Nun kann man sich sicherlich denken, was einen da so erwartet. Beeindruckt von echten, gestandenen DDR-Männern, die vornehmlich einen Plastekamm in der Arschtasche und ein Beutelchen aus Lederersatz mit sich herumtragen, setzt sich Doktor Pichelstein an den Rundtisch. Der Becher Kaffee lässt nicht lange auf sich warten. Schön wäre zwar ein Bier gewesen, aber das geht noch nicht – der abendliche Irish Harp Pub wird erst in 90 Minuten, nach Spieleschluss, angesteuert werden können. Nürnberg führt auf Schalke, Kaiserslautern gegen Hamburg und die Besucher der Poker-Bar spielen laut schimpfend auf sich, bzw. andere, und somit gegen sich selbst.

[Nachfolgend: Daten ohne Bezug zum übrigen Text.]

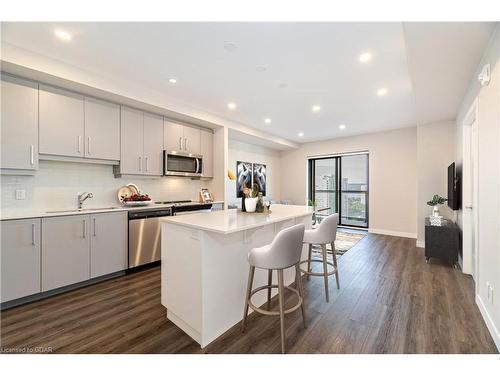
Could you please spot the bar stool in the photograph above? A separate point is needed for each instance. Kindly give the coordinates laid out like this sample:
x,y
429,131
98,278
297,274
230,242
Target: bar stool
x,y
284,252
325,233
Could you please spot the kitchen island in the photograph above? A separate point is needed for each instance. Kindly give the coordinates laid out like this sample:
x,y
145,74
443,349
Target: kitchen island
x,y
204,268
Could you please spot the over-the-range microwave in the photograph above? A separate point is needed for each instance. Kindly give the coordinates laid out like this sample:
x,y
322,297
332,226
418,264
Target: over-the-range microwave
x,y
182,164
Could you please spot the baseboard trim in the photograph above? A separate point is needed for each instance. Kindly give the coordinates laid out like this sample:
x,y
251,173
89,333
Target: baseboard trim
x,y
392,233
489,322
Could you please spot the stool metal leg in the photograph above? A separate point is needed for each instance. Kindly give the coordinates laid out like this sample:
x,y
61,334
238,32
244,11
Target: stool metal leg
x,y
309,261
335,264
251,273
281,295
325,270
269,282
300,288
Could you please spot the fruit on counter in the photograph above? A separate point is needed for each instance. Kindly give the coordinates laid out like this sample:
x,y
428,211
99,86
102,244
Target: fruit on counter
x,y
137,198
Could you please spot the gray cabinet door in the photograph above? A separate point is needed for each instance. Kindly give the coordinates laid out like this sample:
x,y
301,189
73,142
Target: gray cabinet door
x,y
66,251
153,144
192,140
108,243
61,122
19,149
207,151
20,258
102,129
173,136
131,141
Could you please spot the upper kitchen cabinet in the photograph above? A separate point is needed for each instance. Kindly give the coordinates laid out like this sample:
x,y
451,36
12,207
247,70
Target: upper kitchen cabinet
x,y
102,130
61,122
181,138
207,151
131,141
153,144
19,148
141,143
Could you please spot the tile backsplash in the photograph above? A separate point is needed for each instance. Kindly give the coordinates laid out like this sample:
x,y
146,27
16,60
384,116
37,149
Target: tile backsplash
x,y
56,186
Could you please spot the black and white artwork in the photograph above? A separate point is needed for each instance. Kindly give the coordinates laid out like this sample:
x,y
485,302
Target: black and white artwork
x,y
243,177
259,177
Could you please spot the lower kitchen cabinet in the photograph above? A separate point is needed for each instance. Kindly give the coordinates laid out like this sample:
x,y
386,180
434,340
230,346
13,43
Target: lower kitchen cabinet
x,y
108,243
20,258
65,251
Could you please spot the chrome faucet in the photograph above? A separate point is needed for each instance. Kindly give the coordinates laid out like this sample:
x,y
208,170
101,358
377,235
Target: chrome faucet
x,y
82,198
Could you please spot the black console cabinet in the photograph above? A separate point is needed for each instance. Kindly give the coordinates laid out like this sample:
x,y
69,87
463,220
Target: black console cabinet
x,y
442,242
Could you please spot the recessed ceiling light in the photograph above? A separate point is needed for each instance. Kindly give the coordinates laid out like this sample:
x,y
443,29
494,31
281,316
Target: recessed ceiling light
x,y
63,35
365,57
382,92
230,46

Sagt ein Kammträger zum nächsten: „Halt die Fresse, wir wollen Fußball gucken“, blickt dabei aufmunternd, um Zustimmung buhlend, beide Doktoren an. Vornehme Zurückhaltung ist angesagt. Die Frage: „Was sind das nur für Leute?“ kann man schließlich auch ins Tourbuch hineinschreiben oder laut denken, als Schalke und Hamburg jeweils ausgleichen oder als der erste Alt-Betrunkene arg verschwenderische Bierglasinhalte gen Holzboden verteilt. Nichts wie an die frische Luft, ans erste Kaltgetränk, immer wieder ein Höhepunkt, das Spielen im Irish Harp.

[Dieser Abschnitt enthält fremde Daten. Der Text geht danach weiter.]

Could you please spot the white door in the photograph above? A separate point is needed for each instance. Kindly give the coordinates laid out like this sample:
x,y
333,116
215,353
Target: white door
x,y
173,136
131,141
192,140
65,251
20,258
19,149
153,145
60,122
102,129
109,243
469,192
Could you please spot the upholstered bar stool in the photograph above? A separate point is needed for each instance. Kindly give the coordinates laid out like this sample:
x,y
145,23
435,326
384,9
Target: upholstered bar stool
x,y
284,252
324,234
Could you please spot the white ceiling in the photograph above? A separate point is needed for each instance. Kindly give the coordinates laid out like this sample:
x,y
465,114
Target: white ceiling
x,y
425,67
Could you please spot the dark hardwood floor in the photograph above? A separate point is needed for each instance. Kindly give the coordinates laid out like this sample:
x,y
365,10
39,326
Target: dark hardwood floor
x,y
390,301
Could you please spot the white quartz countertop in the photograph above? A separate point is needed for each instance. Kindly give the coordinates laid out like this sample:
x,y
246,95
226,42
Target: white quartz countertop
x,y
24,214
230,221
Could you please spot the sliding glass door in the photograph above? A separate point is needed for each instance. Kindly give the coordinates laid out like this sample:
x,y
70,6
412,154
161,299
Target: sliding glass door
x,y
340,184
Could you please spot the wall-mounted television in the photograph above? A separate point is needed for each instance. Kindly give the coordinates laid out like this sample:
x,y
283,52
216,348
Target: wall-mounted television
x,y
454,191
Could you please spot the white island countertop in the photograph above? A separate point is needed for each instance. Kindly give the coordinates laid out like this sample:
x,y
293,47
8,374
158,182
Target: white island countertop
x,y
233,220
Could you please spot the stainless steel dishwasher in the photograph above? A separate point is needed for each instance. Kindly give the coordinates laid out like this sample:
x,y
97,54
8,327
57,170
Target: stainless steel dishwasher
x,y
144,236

Die Bühne steht in wenigen Minuten soundgerecht zum Haps aus der Speisekarte, Guinnessblumen blühen schaumwärts und Miss Wittenberg hat Geburtstag. Ein Umstand, der allen im Pub im Laufe des Abends noch viele Hingucker bescheren wird. Taucht die holde Hoheit der örtlichen Gefesselt-Fraktion beim Konzert schließlich als Schwesternschülerin auf und fühlt Doktorenpulse. Herrlich. Boris Brutalowitsch, Pratajev-Neumitglied Nummer 52 in seiner Funktion als „Werwolfjäger“, platziert den Konzertmitschneider, Doktor Pichelstein frohlockt ob einer feinen Holunderschnapsflasche, dankbar gespendet von Begleitung Silvi und die himmelblaue Spendendose für die notleidenden Wirte von Miloproschenskoje thront, mittlerweile bereits anständig gut gefüllt, über der Abteilung Merch. Die Tür öffnet sich im Sekundentakt; schnell platzt der Pub aus allen Nähten. Der Wittenberger Pfarrer schafft es, einen der raren Sitzplätze in Ausschanknähe zu ergattern und ein Geheimnis kommt ans Licht. Jenes, warum es beim letzten Doctors-Konzert hier nur halb so voll war. „Da war Fastenzeit, jetzt spielt ihr hier vor der Fastenzeit…“ Aha. Na da muss man erst mal drauf kommen.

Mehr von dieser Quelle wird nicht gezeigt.